Jung Sungwoo

Posted on Dec 30, 2025

World-Centric Agent Architecture: Why Your AI Agent Keeps Failing (And It's Not the Model's Fault)

#agents #ai #architecture #llm

World-Centric Agent Architecture

Deterministic Runtime and Hierarchical Intelligence Orchestration

TL;DR

Your AI agent's failures aren't because the model isn't smart enough. They're because the World was never designed.

This post introduces World-Centric Architecture—a paradigm where:

The World is explicit, immutable, and verifiable
Intelligence proposes changes but never executes them directly
System stability is independent of model size
Every value can answer "Why?"

If you're expecting another agent framework tutorial, this is not it.
This post is about why agent systems fail structurally—even with strong models.

The Problem Nobody's Talking About

LLM-based agents have made remarkable progress. Yet they keep failing in predictable ways:

Failure Mode	What Happens
Impossible Action Loops	Agent repeatedly tries actions that can't work
State Opacity	No one knows when or why state changed
Irreproducibility	Same input, different results
Unrecoverable Failures	Can't rollback, can't try alternatives
Unexplainability	"Why did it do that?" → 🤷

Sound familiar?

The Misdiagnosis

The industry's response has been consistent:

"The model isn't smart enough. Let's use a bigger one."

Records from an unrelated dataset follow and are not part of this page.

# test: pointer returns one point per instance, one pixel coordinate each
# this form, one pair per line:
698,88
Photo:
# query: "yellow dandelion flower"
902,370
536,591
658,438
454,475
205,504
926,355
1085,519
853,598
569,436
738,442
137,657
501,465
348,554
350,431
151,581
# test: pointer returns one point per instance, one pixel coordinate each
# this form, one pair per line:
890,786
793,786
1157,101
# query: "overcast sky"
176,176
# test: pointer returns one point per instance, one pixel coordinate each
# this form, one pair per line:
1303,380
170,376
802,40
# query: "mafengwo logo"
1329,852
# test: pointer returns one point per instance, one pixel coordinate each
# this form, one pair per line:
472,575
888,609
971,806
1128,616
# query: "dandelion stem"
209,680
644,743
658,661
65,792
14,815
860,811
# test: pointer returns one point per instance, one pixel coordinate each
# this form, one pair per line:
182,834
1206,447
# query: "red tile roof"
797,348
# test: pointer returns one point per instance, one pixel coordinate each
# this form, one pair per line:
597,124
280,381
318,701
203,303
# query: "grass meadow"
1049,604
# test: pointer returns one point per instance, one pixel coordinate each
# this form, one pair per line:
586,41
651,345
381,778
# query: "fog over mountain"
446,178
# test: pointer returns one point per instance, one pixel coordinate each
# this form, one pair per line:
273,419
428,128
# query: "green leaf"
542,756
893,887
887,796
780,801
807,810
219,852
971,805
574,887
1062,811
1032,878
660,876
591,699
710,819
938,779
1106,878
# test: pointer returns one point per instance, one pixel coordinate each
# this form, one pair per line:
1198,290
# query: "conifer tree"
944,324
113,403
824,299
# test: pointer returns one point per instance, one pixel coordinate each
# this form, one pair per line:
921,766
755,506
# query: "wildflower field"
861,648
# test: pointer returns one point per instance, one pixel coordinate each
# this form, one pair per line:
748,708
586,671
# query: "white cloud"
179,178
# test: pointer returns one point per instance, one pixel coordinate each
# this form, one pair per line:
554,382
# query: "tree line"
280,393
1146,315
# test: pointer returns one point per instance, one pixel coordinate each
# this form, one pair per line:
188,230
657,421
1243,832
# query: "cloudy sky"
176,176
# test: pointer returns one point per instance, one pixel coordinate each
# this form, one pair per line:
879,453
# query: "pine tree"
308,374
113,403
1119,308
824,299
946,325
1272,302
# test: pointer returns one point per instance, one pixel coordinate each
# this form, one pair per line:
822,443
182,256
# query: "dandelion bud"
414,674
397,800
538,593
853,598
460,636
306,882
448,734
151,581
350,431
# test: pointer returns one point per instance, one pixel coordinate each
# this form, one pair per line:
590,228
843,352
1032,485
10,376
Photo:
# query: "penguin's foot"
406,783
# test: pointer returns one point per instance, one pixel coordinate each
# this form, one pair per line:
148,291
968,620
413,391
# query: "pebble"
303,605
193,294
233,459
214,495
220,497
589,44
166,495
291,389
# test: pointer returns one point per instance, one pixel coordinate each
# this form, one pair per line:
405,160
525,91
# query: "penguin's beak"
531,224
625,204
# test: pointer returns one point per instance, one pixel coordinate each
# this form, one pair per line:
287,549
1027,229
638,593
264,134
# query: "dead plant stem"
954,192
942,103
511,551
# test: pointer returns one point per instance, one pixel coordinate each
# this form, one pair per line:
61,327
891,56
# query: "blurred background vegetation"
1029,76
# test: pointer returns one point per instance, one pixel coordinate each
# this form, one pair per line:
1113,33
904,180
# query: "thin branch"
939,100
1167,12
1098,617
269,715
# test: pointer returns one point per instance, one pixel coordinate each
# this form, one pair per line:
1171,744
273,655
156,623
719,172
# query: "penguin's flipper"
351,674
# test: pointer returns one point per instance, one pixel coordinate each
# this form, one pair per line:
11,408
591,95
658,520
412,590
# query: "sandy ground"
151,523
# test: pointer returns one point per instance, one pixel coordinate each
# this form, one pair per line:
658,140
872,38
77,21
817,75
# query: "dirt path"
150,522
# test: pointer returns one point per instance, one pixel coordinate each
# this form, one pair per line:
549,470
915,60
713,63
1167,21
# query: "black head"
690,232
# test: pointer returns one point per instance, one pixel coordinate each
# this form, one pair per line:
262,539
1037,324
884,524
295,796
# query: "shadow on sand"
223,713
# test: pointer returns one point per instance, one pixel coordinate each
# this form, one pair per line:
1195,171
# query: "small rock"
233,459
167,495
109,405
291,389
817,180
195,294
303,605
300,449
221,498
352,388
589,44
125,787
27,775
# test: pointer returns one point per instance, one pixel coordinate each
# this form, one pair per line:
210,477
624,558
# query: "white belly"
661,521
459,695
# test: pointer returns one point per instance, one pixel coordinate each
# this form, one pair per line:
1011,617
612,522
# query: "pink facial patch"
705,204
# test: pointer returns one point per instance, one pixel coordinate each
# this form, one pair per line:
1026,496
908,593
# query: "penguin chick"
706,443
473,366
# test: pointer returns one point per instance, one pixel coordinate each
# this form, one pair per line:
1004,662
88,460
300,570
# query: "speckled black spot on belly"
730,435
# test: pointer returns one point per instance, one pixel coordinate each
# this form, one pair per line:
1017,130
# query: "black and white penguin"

Problem → "Model too dumb"
       → Bigger model / Longer reasoning / Complex planning
       → Higher cost / More complexity / Problem persists

We've been treating symptoms, not the disease.

The Real Problem

Here's the uncomfortable truth:

These failures aren't intelligence failures. They're world modeling failures.

In most agent architectures, the "world" exists only inside the model's head:

┌─────────────────────────────────────────────────────────────┐
│                    THE MODEL'S HEAD                         │
│                                                             │
│  ┌───────────────┐  ┌───────────────┐  ┌───────────────┐    │
│  │ World         │  │ Action        │  │ State         │    │
│  │ Understanding │  │ Selection     │  │ Transition    │    │
│  └───────────────┘  └───────────────┘  └───────────────┘    │
│                                                             │
│  Everything implicit. Nothing verifiable.                   │
└─────────────────────────────────────────────────────────────┘

The model must:

Understand the world (from context)
Know what's possible (by reasoning)
Pick the right action (while hallucinating)
Track state changes (in its attention weights)
Explain failures (good luck)

That's too much responsibility for a non-deterministic text predictor.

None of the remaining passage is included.